O que vem a seguir é um duro processo de restauração de confiança que será sempre mais difícil do que se tivesse havido a gestão de uma verdade contada numa primeira instância", esclarece Rita de Castro. A terapeuta Fernanda Salvaterra destaca a deceção e a desconfiança como o desfecho final de uma mentira ou omissão. "Reconstruir a confiança é muito difícil. É mesmo quase impossível manter a confiança como estava. Este é um trabalho que se faz em terapia: entendo o que aconteceu e porque aconteceu. São duas pessoas no processo e não há culpas solitárias.

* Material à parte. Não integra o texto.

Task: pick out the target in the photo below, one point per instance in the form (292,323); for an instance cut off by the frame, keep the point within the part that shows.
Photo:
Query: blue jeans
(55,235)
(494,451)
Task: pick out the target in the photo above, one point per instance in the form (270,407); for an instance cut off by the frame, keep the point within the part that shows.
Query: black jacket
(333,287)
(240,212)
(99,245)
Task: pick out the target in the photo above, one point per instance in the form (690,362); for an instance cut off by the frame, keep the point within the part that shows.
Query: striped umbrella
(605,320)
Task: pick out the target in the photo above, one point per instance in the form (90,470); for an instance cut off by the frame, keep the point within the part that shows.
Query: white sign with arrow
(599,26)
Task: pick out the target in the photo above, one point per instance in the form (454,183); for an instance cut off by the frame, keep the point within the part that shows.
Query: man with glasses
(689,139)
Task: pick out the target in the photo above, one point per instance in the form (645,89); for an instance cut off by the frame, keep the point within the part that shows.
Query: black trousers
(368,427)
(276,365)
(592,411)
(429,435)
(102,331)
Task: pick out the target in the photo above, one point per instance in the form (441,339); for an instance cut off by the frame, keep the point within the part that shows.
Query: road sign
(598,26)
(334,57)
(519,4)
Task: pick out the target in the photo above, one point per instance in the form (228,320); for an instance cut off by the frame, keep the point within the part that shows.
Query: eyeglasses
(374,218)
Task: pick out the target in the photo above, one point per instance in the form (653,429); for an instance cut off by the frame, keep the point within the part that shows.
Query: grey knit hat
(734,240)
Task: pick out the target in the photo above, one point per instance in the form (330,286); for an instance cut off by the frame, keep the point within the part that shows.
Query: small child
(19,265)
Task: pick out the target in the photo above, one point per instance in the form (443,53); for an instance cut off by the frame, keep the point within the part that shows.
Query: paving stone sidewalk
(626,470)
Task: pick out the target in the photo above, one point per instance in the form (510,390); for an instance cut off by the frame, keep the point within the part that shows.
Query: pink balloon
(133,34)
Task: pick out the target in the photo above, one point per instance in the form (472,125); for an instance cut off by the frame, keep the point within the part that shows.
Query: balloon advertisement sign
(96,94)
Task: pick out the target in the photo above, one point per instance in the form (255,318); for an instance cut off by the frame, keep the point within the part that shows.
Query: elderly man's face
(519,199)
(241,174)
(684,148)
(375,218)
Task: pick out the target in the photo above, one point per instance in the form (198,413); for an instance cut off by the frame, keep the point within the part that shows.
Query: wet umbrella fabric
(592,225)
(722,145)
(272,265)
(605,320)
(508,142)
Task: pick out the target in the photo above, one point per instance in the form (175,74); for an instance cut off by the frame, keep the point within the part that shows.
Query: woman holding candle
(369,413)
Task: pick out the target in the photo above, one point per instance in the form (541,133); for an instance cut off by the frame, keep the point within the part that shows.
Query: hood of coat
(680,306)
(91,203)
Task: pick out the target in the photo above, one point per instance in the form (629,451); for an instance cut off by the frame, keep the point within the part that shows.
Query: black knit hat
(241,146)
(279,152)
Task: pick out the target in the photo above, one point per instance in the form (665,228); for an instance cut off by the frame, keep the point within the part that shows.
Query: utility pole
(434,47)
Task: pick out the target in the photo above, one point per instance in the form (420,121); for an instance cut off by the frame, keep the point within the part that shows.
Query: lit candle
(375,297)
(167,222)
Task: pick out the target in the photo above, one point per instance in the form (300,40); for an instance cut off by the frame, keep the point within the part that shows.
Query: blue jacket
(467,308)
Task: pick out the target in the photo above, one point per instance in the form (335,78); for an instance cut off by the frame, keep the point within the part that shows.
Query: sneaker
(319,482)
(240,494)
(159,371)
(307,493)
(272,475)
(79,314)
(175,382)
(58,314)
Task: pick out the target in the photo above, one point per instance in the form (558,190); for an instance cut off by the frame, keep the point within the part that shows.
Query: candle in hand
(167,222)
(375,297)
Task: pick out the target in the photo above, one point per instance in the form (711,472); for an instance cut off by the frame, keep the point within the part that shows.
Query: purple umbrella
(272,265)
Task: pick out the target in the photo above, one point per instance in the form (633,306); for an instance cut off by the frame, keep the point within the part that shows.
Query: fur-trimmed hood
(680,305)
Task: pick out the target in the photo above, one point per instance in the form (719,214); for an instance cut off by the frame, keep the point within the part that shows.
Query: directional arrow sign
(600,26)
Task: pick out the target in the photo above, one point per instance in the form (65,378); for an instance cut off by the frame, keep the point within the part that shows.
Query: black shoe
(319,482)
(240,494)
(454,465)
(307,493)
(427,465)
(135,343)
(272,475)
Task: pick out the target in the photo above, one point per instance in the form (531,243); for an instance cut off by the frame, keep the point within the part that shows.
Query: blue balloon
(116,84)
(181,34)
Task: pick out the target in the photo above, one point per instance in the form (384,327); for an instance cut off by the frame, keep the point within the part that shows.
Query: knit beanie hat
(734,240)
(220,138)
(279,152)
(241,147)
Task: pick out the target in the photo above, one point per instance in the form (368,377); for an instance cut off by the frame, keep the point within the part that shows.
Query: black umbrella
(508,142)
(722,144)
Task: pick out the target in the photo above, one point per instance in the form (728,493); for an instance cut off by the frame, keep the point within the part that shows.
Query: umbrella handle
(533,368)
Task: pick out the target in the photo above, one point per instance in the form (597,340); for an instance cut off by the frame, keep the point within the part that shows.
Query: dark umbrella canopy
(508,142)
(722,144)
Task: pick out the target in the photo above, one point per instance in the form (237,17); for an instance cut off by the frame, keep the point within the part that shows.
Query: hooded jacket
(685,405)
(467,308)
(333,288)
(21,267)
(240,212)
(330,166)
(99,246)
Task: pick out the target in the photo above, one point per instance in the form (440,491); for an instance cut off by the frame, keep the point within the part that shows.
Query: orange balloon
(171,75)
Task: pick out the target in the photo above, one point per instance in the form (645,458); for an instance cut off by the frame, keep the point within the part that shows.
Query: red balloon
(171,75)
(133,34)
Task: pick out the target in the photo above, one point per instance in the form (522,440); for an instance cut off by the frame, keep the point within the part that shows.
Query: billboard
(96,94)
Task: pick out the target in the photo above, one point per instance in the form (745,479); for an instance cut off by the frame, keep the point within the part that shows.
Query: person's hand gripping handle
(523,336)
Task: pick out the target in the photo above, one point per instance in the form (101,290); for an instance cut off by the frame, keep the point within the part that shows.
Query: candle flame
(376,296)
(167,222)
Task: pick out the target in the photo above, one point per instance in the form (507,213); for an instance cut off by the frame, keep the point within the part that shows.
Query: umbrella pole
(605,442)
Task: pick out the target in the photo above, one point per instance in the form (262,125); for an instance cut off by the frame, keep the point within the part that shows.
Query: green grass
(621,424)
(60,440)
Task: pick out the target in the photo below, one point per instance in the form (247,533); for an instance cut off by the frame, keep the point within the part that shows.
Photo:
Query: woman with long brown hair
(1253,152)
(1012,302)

É importante analisar-se porque é que um dos membros sentiu necessidade de procurar outra pessoa…"
Em última instância e conforme explicou à Madame Figaro a autora do livro Le Mensonge Dans Le Couple, é sempre mais cansativo mentir que contar a verdade: "Quando mentimos, muitas coisas acontecem na nossa cabeça. O lobo frontal (responsável pela reflexão e planeamento), o cerebelo (envolvido na realização de tarefas) e o córtex parietal (envolvido na gestão da memória) estão em pleno andamento porque, na realidade, o nosso cérebro é formatado para dizer a verdade. Mentir requer esforço. É preciso preparar a mentira para não se contradizer." Feitas as contas à vida em casal, o que é mais importante fazer quando o objetivo é agradar ao par? Depende dos casos. Depende do grau da mentira. Depende… Tivesse eu escondido à minha amiga o "encontro imediato de terceiro grau" com o seu mais-que-tudo, no Chiado, ela teria poupado alguma voz, stress desnecessário e um novo cabelo branco? Talvez. Mas faria sentido escondê-lo? Provavelmente, não. Afinal, ele não estava a fazer nada de mal. Já ela criaria todos os "filmes" do mundo, qual candidata a Óscar para melhor argumento original, perdão, adaptado.
É mais fácil apanhar um marido mentiroso que um coxo?
De acordo com as terapeutas de casal Rita de Castro e Fernanda Salvaterra, são os homens quem mente pior. "As mulheres omitem mais em questões de pormenor", exemplifica a primeira. Já Fernanda Salvaterra considera que os homens adotam uma comunicação não tão sofisticada, relativamente ao sexo feminino. "São mais facilmente descobertos porque são mais genuínos. As mulheres, por seu turno, são bastante perspicazes na análise dos comportamentos e na evolução dos mesmos. Logo, facilmente apanham o homem na rede da mentira."